Levantamento aponta que Nordeste é a região mais insegura
Um levantamento feito pelo Grupo Gay da Bahia (GGB) revelou que, de janeiro a junho de 2022, o Brasil já registrou 135 mortes de população LGBTQIA+. De acordo com a pesquisa, que é baseada em coletas de notícias de jornais e portais digitais, houve uma queda de 20% em relação ao mesmo período de 2021, quando foram registradas 168 mortes.
Neste primeiro semestre, de acordo com a pesquisa, foram mortos na maioria gays, travestis, transexuais e mulheres trans. Entre as vítimas, 33,3% são pardas; 22,9%, brancas; 9,6%, negras; e 34,2% não tiveram a cor da pele identificada.
O levantamento do GGB aponta que a Região Nordeste teve o maior número de casos, foram 52 mortes, seguida pelo Sudeste com 38, o Norte com 23, e o Centro-Oeste com 17. Já a Região Sul teve cinco mortes.
Em todo o ano de 2021, o país registrou 300 mortes de LGBTQIA+ segundo aponta o Observatório de Mortes Violentas do GGB. Ou seja, 8% a mais que em 2020, quando foram registrados 276 homicídios (92%) e 24 suicídios (8%). O Brasil continua sendo o país onde mais LGBTQIA+ são assassinados: o equivalente a uma morte a cada 29 horas.
Esses dados se baseiam em notícias publicadas nos meios de comunicação, sendo coletados e analisados pelo Grupo Gay da Bahia, que há 40 anos divulga essas tristes estatísticas, cobrando do governo políticas públicas que erradiquem essa mortandade, que vai muito além dos números, pois representa apenas a ponta de um iceberg de ódio e sangue.
RANKING DE 2021
São Paulo, Bahia, Minas Gerais, Rio de Janeiro, Paraná, Ceará, Pará, Pernambuco, Mato Grosso e Alagoas. Estes são os 10 estados com maior índice de mortes violentas em 2021, sendo quatro deles na Região Nordeste.
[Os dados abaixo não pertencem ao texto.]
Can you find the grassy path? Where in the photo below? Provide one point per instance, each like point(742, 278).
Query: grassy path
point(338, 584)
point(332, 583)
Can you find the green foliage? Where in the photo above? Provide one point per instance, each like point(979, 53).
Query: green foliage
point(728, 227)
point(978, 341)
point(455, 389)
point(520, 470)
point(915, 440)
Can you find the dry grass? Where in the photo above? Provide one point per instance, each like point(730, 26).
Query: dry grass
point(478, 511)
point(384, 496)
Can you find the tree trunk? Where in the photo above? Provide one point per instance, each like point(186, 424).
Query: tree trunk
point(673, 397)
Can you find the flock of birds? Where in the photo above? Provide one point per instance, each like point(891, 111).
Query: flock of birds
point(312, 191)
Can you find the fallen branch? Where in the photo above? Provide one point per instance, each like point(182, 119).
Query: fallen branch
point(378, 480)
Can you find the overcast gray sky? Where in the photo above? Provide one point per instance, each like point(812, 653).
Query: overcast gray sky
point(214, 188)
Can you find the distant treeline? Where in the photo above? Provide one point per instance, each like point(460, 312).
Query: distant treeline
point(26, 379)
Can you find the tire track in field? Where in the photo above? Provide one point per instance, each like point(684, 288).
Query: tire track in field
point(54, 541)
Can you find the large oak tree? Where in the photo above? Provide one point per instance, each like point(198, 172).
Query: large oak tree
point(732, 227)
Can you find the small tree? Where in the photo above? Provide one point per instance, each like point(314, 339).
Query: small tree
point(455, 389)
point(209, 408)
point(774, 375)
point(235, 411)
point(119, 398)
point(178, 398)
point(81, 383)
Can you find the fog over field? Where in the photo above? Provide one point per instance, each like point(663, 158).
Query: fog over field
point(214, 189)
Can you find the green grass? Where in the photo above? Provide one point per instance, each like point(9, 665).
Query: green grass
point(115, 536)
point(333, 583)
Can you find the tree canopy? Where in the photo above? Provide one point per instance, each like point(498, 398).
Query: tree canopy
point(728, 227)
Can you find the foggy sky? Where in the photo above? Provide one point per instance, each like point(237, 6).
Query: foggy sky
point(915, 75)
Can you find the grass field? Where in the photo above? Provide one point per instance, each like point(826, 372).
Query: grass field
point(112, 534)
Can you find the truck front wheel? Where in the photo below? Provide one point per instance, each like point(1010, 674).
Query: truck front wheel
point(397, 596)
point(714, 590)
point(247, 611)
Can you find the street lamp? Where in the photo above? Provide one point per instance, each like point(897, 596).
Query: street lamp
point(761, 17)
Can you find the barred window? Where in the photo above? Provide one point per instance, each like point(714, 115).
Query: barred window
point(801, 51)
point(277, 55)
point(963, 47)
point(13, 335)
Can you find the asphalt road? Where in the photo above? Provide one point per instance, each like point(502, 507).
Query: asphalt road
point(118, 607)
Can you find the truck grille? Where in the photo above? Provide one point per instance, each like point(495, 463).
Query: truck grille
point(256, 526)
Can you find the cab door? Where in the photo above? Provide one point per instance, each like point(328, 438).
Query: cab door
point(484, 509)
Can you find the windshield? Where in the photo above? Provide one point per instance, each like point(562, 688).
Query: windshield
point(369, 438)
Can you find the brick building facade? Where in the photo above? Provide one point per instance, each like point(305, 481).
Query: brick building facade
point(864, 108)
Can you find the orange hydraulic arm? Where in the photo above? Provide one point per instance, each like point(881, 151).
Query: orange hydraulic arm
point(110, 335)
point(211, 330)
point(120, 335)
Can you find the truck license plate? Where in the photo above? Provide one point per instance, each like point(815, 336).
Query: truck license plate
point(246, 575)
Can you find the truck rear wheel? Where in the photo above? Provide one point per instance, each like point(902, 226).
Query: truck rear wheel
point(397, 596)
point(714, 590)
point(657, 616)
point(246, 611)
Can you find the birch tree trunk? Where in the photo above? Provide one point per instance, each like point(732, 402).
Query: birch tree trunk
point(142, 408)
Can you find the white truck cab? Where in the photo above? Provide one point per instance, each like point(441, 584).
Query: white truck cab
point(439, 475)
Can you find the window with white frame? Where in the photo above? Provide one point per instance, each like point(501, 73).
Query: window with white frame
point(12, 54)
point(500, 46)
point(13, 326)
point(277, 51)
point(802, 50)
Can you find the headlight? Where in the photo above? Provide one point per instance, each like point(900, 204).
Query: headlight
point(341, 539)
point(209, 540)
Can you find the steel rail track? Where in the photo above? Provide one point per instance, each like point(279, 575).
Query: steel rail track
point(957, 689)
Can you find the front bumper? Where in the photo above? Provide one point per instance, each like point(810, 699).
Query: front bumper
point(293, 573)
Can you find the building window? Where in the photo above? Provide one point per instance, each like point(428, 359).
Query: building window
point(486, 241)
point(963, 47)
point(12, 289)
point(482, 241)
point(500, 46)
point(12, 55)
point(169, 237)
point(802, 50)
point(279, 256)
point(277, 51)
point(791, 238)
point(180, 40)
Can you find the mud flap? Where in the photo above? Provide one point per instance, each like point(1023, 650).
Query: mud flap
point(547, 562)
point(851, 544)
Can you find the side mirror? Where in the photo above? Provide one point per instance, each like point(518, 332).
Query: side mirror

Segundo o levantamento: São Paulo fica em 1º lugar no ranking com 42 casos (14%); em 2º, a Bahia com 32 registros (10,7%); em 3º, Minas Gerais com 27 (9%); em 4º, o Rio de Janeiro com 26 casos (8,7%); em 5º, o Paraná com 19 (6,33%); em 6º, o Ceará com 17 (5,7%); em 7º, o Pará com 17 (5,7%); em 8º, Pernambuco com 16 (5,33%); em 9º, o Mato Grosso com 15 (5%); e em 10º, Alagoas com 13, o que configura 4,33%.
AGRESSORES
A impunidade dos assassinos de LGBTQIA+ constitui gravíssimo problema e agravante para a repetição destes mesmos crimes: apenas 95 dos 300 criminosos foram identificados nos noticiários e demais fontes em 2021, ou seja, somente 31,67% dos casos foram elucidados no mesmo ano da ocorrência, o que representa três em cada 10 episódios de mortes violentas de LGBTQIA+, sendo tal número ainda mais desfalcado pelo fato de alguns dos agressores serem menores de idade, que recebem penas muito mais brandas.